Georgian President Eduard Shevardnadze visited Washington last week to win help for his country's struggling economy. The West's stake is self-evident. Georgia's Black Sea port of Supsa is the terminus of a new pipeline that will give access to the vast oil and gas reserves of Kazakhstan and Azerbaijan by a route that skirts the Russian Federation. Georgia is also a pace-setter for political and economic reform in the former Soviet Union.
But to help Mr. Shevardnadze, the West must reclaim a diplomatic role in ending a destructive civil conflict on the northern Black Sea coast - a violent five-year war between Georgians and Abkhaz. This conflict is destabilizing Georgian politics, discouraging private investment, and permitting Russia to continue as a wild card in Georgia's future.
The Abkhaz are a north Caucasus people with bad memories of their larger neighbors. Russia absorbed them in the 19th century. A brief period of independence after the 1917 Revolution ended when Stalin folded the Abkhaz into Georgia in 1931.
Most Abkhaz and Georgians now prefer to look west, rather than east. A rich portfolio of Western constitutional arrangements, economic reconstruction, and some Western diplomatic topspin could help the Georgians and Abkhaz find a way out of current theological debates over how to structure a future relationship - "autonomy" versus "confederative union."
The Abkhaz war didn't play on CNN, but its destructiveness is searing.

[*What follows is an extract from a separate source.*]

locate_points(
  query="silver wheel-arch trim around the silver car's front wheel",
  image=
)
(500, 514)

Some 250,000 refugees, including Georgians, Armenians, and Greeks, were forced to flee Abkhaz territory. Many are in the Georgian capital of Tbilisi, others in Moscow. Shevardnadze faces the constant goading of parliamentary opponents to resettle the refugees - even to take military action to recapture Abkhazia's southern Gali region.
The Abkhaz are also bitter after a war in which ill-disciplined paramilitaries ravaged civilians on both sides. Georgian forces advanced northward in 1992, capturing Abkhazia's elegant capital city of Sukhumi, a key Black Sea port. The Abkhaz national library and archives were burned to the ground.

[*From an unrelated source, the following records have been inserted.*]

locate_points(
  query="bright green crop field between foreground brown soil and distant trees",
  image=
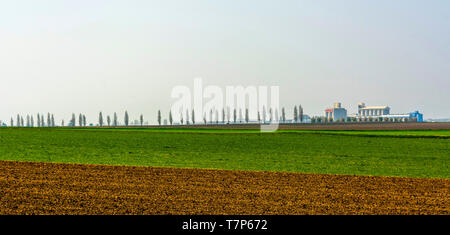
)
(382, 153)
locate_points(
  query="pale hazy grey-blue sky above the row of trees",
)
(88, 56)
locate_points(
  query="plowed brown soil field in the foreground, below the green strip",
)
(48, 188)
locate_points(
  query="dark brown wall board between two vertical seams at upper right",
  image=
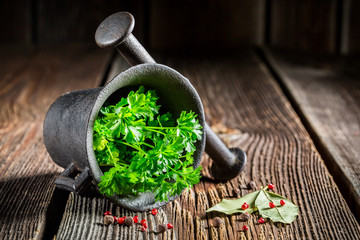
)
(303, 25)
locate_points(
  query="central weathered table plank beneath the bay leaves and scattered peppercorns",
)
(240, 94)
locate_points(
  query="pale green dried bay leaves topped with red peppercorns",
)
(269, 205)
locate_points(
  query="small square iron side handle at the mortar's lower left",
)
(66, 182)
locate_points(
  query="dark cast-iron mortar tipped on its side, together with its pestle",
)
(68, 125)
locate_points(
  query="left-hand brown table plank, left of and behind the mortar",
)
(29, 84)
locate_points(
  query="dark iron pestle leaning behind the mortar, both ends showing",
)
(115, 31)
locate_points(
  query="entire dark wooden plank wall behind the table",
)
(330, 26)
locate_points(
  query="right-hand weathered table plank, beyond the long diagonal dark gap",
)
(326, 90)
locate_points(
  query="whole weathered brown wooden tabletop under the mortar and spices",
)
(296, 117)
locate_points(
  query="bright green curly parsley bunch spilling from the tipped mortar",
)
(144, 151)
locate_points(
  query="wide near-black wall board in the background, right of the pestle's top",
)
(206, 25)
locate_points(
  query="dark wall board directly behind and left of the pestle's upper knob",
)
(72, 21)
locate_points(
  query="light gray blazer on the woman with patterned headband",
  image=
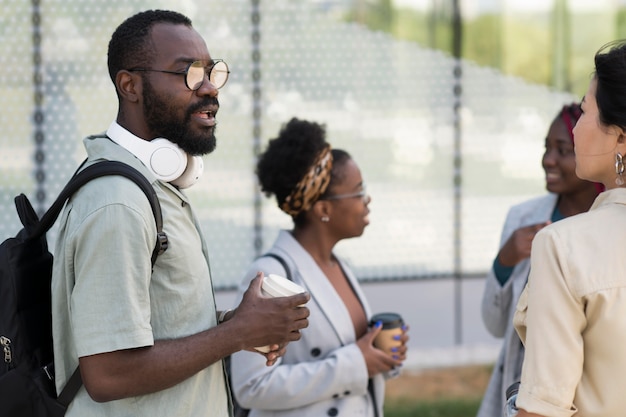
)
(322, 374)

There is no trust here. The Abkhaz broke a cease-fire in 1993 to drive scaled-down Georgian forces south of the Inguri River. Since 1994, Russian troops, acting as CIS peacekeepers, have separated the sides, but the Georgians complain that, as in Cyprus, the peacekeeping creates an artificial border guarding Abkhazia's de facto independence.
The southern Gali region is a no-man's land. Its tea plantations were booby-trapped in the war. Georgian nationalists have killed more than 50 Russian peacekeepers with land mines. The Russians are undermanned and rarely paid. They don't venture far afield. UN military observers had to wait a year for the delivery of mine-resistant "Mamba" vehicles from South Africa in order to conduct patrols. These unarmed observers, including four American officers, still lack South African mine-clearing equipment or a helicopter for medical evacuation. A new hydroelectric plant on the Inguri River stands idle. The 50,000 Georgians who cross the Inguri to tend their fields are largely on their own, facing violence from Abkhaz irregulars.

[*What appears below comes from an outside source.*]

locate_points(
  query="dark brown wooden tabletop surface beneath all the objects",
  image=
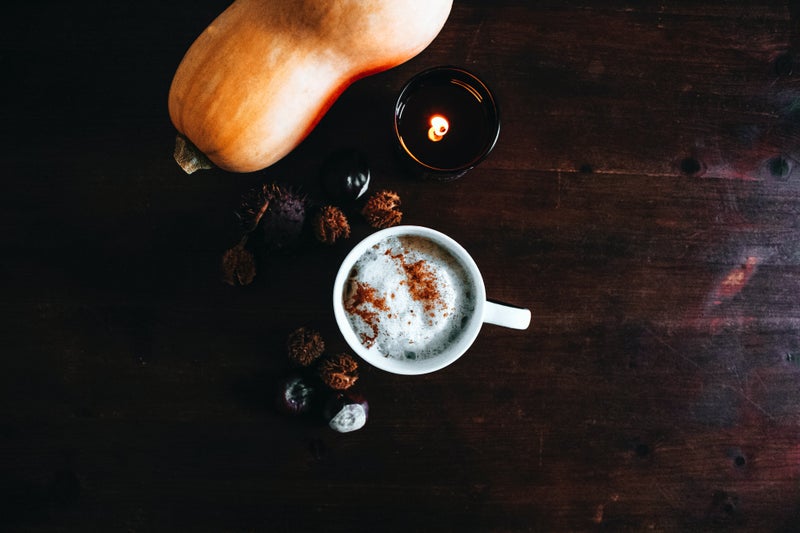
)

The analogy to Bosnia is uncomfortably clear. Peacekeepers deter large-scale combat, but they can't guarantee refugee return. Refugees are a political counterweight, tipping any referendum on a political future.
Neither Georgians nor Abkhaz will rely on the Russians. Russians helped the Abkhaz early in the fighting with munitions, money, and air support. Since the debacle in Chechnya, Russia has wanted stability in the Caucasus and now enforces an economic blockade to push Abkhazia towards a settlement. Abkhaz leaders retort that a ruined local economy can't reintegrate refugees.
Georgian leaders say they may demand the withdrawal of Russian peacekeepers when the current mandate expires on July 31. This could have explosive results. Georgia wants a multinational peacekeeping force, but that is unrealistic in light of the casualties suffered by the Russians, a financially strapped UN, and the international community's reluctance to affront Russia. A more practical Georgian suggestion is to reopen a diplomatic track in the West, with sustained negotiations in Geneva through the "friends of the secretary-general" - the United States, Germany, France, Britain, and Russia. Secretary-General Kofi Annan has appointed a new special representative, a former Romanian dissident named Liviu Bota, who could help jump-start negotiations.
There is a window of opportunity for revived diplomacy. The missing element is Western attention and elbow grease. The economic and strategic importance of Georgia - and the destabilizing prospect of a renewed campaign to crush the Abkhaz - make this a diplomatic track worth pursuing.
* Ruth Wedgwood, a senior fellow at the Council on Foreign Relations and professor of law at Yale University, recently returned from Tbilisi and Abkhazia.